Easter is a religious holiday, but some of its customs, such as Easter eggs, are likely linked to pagan traditions. The egg, an ancient symbol of new life, has been associated with pagan festivals celebrating spring. From a Christian perspective, Easter eggs are said to represent Jesus’ emergence from the tomb and resurrection. Decorating eggs for Easter is a tradition that dates back to at least the 13th century, according to some sources. One explanation for this custom is that eggs were formerly a forbidden food during the Lenten season, so people would paint and decorate them to mark the end of the period of penance and fasting, then eat them on Easter as a celebration.

Easter egg hunts and egg rolling are two popular egg-related traditions. In the U.S., the White House Easter Egg Roll, a race in which children push decorated, hard-boiled eggs across the White House lawn, is an annual event held the Monday after Easter. The first official White House egg roll occurred in 1878, when Rutherford B. Hayes was president. The event has no religious significance, although some people have considered egg rolling symbolic of the stone blocking Jesus’ tomb being rolled away, leading to his resurrection.

Easter Candy

Easter is the second best-selling candy holiday in America, after Halloween. Among the most popular sweet treats associated with this day are chocolate eggs, which date back to early 19th century Europe. Eggs have long been associated with Easter as a symbol of new life and Jesus’ resurrection. Another egg-shaped candy, the jelly bean, became associated with Easter in the 1930s (although the jelly bean’s origins reportedly date all the way back to a Biblical-era concoction called a Turkish Delight). According to the National Confectioners Association, over 16 billion jelly beans are made in the U.S. each year for Easter, enough to fill a giant egg measuring 89 feet high and 60 feet wide.

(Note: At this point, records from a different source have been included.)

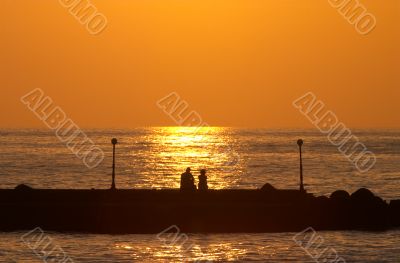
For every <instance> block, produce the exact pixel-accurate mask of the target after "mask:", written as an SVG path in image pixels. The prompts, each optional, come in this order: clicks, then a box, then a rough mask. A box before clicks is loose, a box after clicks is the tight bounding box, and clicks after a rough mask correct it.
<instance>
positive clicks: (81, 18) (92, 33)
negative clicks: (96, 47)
mask: <svg viewBox="0 0 400 263" xmlns="http://www.w3.org/2000/svg"><path fill="white" fill-rule="evenodd" d="M59 2H60V4H61V5H62V6H63V7H65V8H66V9H68V11H69V13H70V14H71V15H72V16H74V17H75V19H76V20H78V22H79V23H80V24H81V25H84V26H85V27H86V29H87V31H88V32H89V33H90V34H92V35H98V34H100V33H101V32H103V31H104V29H105V28H106V26H107V18H106V17H105V16H104V15H103V14H102V13H99V12H98V10H97V8H96V7H95V6H94V5H93V4H92V3H91V2H90V1H89V0H59Z"/></svg>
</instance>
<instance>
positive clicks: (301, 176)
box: [297, 139, 304, 192]
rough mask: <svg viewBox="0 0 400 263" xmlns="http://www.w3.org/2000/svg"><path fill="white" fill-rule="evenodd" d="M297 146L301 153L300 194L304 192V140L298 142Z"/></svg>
mask: <svg viewBox="0 0 400 263" xmlns="http://www.w3.org/2000/svg"><path fill="white" fill-rule="evenodd" d="M297 145H298V146H299V153H300V192H304V185H303V160H302V156H301V146H302V145H303V140H302V139H299V140H297Z"/></svg>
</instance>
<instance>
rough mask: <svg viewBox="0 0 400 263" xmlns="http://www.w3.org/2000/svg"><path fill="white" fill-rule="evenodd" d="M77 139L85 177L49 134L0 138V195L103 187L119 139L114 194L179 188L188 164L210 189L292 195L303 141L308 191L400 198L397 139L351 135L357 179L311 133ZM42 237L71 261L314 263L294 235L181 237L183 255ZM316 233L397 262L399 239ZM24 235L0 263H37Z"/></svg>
mask: <svg viewBox="0 0 400 263" xmlns="http://www.w3.org/2000/svg"><path fill="white" fill-rule="evenodd" d="M85 132H86V133H87V135H88V136H89V138H90V139H92V140H93V141H94V142H95V144H97V145H98V146H99V147H100V148H101V149H102V150H103V151H104V153H105V159H104V161H103V162H102V163H101V164H100V165H99V166H98V167H96V168H94V169H88V168H87V167H86V166H85V165H84V164H83V162H82V161H81V160H80V159H78V158H77V157H76V156H75V155H74V154H73V153H71V152H70V150H68V149H67V148H66V147H65V145H64V144H63V143H61V142H60V141H58V139H57V138H56V136H55V135H54V134H53V133H52V132H51V131H46V130H1V131H0V135H1V136H0V145H1V146H2V147H0V178H1V180H0V187H1V188H14V187H15V186H16V185H18V184H21V183H25V184H28V185H30V186H32V187H35V188H109V187H110V179H111V151H112V147H111V143H110V139H111V138H112V137H117V138H118V140H119V143H118V144H117V169H116V171H117V179H116V180H117V187H119V188H171V187H173V188H174V187H175V188H177V187H179V177H180V174H181V173H182V172H183V171H184V170H185V168H186V167H188V166H190V167H192V169H193V173H194V175H195V176H196V177H197V175H198V170H199V169H201V168H206V169H207V170H208V180H209V187H210V188H259V187H261V186H262V185H263V184H264V183H266V182H269V183H271V184H273V185H274V186H276V187H278V188H297V187H298V148H297V145H296V140H297V139H298V138H303V140H304V142H305V143H304V146H303V162H304V180H305V184H306V188H307V190H308V191H309V192H313V193H315V194H325V195H328V194H330V193H331V192H332V191H334V190H337V189H344V190H347V191H349V192H352V191H354V190H356V189H358V188H360V187H368V188H369V189H371V190H372V191H374V192H375V193H377V194H378V195H380V196H382V197H383V198H385V199H400V191H399V189H400V183H399V179H400V132H399V131H367V130H356V131H353V132H354V134H355V135H356V136H358V138H359V140H360V141H361V142H363V143H364V144H365V145H366V146H367V148H368V150H370V151H372V152H373V153H374V154H375V155H376V157H377V162H376V164H375V166H374V167H373V169H371V170H370V171H369V172H367V173H360V172H359V171H358V170H357V169H356V168H355V167H354V165H353V164H352V163H351V162H349V160H348V159H347V158H346V157H344V156H343V155H342V154H341V153H340V152H339V151H338V150H337V148H336V147H335V146H333V145H331V144H330V143H329V141H328V140H327V138H326V137H325V136H323V135H321V134H320V133H319V132H315V131H299V130H296V131H284V130H261V129H260V130H258V129H231V128H207V129H201V130H199V131H198V130H195V129H191V128H173V127H171V128H145V129H133V130H87V131H85ZM161 230H162V229H161ZM161 230H160V231H161ZM48 234H49V235H50V236H51V237H52V239H53V240H54V242H56V243H57V244H59V245H60V246H61V247H62V248H63V249H64V250H65V251H66V253H67V254H69V255H70V256H71V257H72V258H73V259H74V260H75V262H129V261H145V262H155V261H159V262H168V261H171V262H174V261H182V260H184V259H186V260H200V259H202V260H205V259H208V260H213V261H253V260H258V261H267V262H281V261H292V262H314V261H313V260H312V259H311V257H310V256H309V255H307V253H306V252H305V251H304V250H302V249H301V248H300V247H298V246H297V245H296V243H295V242H294V241H293V240H292V237H293V236H294V235H295V233H281V234H238V235H189V242H190V249H186V248H184V247H182V246H180V245H166V244H164V243H163V242H161V241H160V240H158V239H157V237H156V236H155V235H116V236H109V235H87V234H79V235H78V234H72V233H71V234H57V233H48ZM319 234H320V235H321V236H322V237H323V239H324V241H325V242H324V244H326V245H327V246H329V247H333V248H334V249H335V250H336V251H337V252H338V254H339V255H340V256H342V257H343V258H344V259H346V261H347V262H400V237H399V234H400V232H399V231H396V230H393V231H388V232H377V233H370V232H348V231H342V232H320V233H319ZM22 235H23V233H1V234H0V260H1V262H13V260H14V262H42V261H40V259H39V258H38V257H36V256H35V254H34V253H33V252H32V251H31V250H30V249H29V248H28V247H27V246H26V245H25V244H24V243H23V242H21V241H20V237H21V236H22ZM186 245H187V244H186Z"/></svg>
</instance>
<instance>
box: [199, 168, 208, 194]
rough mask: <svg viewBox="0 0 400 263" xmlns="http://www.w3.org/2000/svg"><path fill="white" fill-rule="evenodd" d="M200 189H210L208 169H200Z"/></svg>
mask: <svg viewBox="0 0 400 263" xmlns="http://www.w3.org/2000/svg"><path fill="white" fill-rule="evenodd" d="M199 190H201V191H206V190H208V185H207V175H206V169H201V170H200V175H199Z"/></svg>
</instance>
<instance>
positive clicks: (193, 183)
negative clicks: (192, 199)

For the past decade, the top-selling non-chocolate Easter candy has been the marshmallow Peep, a sugary, pastel-colored confection. Bethlehem, Pennsylvania-based candy manufacturer Just Born (founded by Russian immigrant Sam Born in 1923) began selling Peeps in the 1950s. The original Peeps were handmade, marshmallow-flavored yellow chicks, but other shapes and flavors were later introduced, including chocolate mousse bunnies.

Easter Parade

In New York City, the Easter Parade tradition dates back to the mid-1800s, when the upper crust of society would attend Easter services at various Fifth Avenue churches then stroll outside afterward, showing off their new spring outfits and hats. Average citizens started showing up along Fifth Avenue to check out the action. The tradition reached its peak by the mid-20th century, and in 1948, the popular film Easter Parade was released, starring Fred Astaire and Judy Garland and featuring the music of Irving Berlin. The title song includes the lyrics: “In your Easter bonnet, with all the frills upon it/You’ll be the grandest lady in the Easter parade.”

The Easter Parade tradition lives on in Manhattan, with Fifth Avenue from 49th Street to 57th Street being shut down during the day to traffic. Participants often sport elaborately decorated bonnets and hats. The event has no religious significance, but sources note that Easter processions have been a part of Christianity since its earliest days. Today, other cities across America also have their own parades.